Discrete mountain car

Reach the flag as fast as possible, using a discrete set of actions.

Abstract

FILL ABSTRACT AT THE END

1. Introduction

The discrete mountain car is a deterministic environment, where a car is initially placed at the bottom of a sinusoidal valley, and its goal is to reach the flag at the top, as quickly as possible.

2. Environment

Initial position of the car, and the flag at the top.

Each state is defined by:
  • Position of the car along the x-axis.
  • Velocity of the car.
At each time step, the agent can take 3 actions:
  • Accelerate to the left.
  • Do nothing.
  • Accelerate to the right.
Initially, the car is placed at a random point in the x-axis between [-0.6, -0.4], and its velocity is 0.

3. Basic setup

Import and build the environment.

            
env_id = 'MountainCar-v0'
env = gym.make(env_id)
          
Here are the most important basic functions to call to the environment:
            
# Reset the environment: sets the car's initial position and velocity.
env.reset()
# Render the environment to see it.
env.render()
# Perform an action: accelerate to the left, right, or nothing.
env.step(action)
# Sleep: wait a little bit between actions, to see the car move properly.
time.sleep(0.01)
          

4. Naive strategies

In this first chapter, I will implement a few simple strategies that require no theory to be coded, just some simple reasoning.

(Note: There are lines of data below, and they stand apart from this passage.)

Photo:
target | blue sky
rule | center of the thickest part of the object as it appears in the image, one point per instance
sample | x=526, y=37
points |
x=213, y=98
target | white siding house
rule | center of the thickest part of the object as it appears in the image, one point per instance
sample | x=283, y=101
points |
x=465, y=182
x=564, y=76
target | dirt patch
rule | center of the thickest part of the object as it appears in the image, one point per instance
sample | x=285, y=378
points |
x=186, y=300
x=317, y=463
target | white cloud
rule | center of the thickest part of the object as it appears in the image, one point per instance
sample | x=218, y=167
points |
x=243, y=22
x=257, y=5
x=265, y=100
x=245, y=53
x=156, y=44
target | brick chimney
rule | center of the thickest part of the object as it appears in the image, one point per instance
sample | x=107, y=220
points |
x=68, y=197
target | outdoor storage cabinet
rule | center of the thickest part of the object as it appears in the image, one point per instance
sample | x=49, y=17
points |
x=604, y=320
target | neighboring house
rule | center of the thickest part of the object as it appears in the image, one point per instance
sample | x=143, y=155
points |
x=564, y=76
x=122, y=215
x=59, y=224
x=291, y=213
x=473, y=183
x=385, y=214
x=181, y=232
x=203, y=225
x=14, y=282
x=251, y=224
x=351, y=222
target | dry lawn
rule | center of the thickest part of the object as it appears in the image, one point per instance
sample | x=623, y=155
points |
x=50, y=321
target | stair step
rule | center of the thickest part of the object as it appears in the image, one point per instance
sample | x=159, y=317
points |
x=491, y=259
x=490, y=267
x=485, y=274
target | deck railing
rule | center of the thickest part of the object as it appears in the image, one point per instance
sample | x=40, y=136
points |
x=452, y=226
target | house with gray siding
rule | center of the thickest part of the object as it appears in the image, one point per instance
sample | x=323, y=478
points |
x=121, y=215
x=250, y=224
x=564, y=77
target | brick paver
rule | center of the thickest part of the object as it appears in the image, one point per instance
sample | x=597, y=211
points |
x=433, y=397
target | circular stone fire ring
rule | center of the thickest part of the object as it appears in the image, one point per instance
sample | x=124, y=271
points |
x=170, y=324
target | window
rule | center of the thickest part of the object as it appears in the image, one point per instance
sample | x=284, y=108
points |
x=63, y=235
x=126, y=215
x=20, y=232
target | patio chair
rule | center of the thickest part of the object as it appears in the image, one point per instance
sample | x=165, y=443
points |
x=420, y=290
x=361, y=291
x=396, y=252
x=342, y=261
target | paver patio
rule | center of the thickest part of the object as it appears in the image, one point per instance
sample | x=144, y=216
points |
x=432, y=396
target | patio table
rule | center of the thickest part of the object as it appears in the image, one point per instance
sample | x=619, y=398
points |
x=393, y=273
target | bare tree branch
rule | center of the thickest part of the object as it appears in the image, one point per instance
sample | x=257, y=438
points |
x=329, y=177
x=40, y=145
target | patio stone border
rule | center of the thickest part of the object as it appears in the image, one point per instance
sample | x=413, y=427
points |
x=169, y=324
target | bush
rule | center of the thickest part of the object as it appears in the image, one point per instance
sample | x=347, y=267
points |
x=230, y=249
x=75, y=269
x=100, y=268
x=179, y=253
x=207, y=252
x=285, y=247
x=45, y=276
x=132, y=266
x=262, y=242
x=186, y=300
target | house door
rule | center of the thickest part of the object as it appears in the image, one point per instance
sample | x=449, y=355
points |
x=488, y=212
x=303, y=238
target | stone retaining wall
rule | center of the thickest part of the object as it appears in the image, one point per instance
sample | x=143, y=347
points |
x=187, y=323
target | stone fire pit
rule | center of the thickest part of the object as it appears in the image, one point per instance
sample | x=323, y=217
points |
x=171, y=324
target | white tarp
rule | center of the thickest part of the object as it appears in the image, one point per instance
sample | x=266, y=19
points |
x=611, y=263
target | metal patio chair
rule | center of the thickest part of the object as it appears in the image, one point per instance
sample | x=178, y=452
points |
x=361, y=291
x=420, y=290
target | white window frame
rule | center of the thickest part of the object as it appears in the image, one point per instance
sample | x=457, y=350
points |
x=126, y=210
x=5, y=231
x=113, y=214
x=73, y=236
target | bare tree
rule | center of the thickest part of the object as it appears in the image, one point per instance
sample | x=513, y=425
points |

Thereupon, they are generally not sophisticated to achieve a good performance, but they are a good starting point to understand the environment and create a baseline.

The code can be found here. Each implementation explained at the following subsections, has its own class, with a parent class MCDNaive.

4.1 Maximize mean reward

The simplest form of reward function is the mean of rewards generated by the environment.

After around 700 steps, the car overfits learning to gain momentum (Figure 4.1), but it does not take advantage of it, so it ends up only moving backwards to gain as much momentum as possible.

Figure 4.1

See the source at child class MCDNaiveMean.

4.2 Sin function rewarding

As we know that the hill is a sin function, we can get the corresponding y-axis, also, we know that the higher the car is, either the more momentum it is obtaining or the closer it is to the flag.

Following that reasoning, we define the reward function as:

            
(rewards[curr_state][action] + # Previous reward for selected action.
(gym_reward * \ # Gym reward, penalizing as it is always -1.
(1 / (sin_of_pos * sin_reward_reducing)) * \ # y-axis value ('height').
(1 / (abs(velocity) * velocity_reward_reducing)) * \ # current velocity.
(1 / (abs(env_high - pos) * flag_distance_mult)))) \  # distance to flag.
/ 2 # Average.
          
Where 4 new variables are defined:
  • sin_of_pos = sin(pos)
  • sin_reward_reducing: to control the weight of the y-axis value. Inversely proportional.
  • velocity_reward_reducing: to control the weight of the velocity. Inversely proportional.
  • flag_distance_mult: to control the weight of the distance to the flag. Directly proportional.

As seen in Figure 4.2, the car, starting from -0.4177 is able to reach the flag in 2075 steps, taking 54 seconds to do so. Thus, it will be used as baseline.

Figure 4.2

See the source at child class MCDNaiveSin.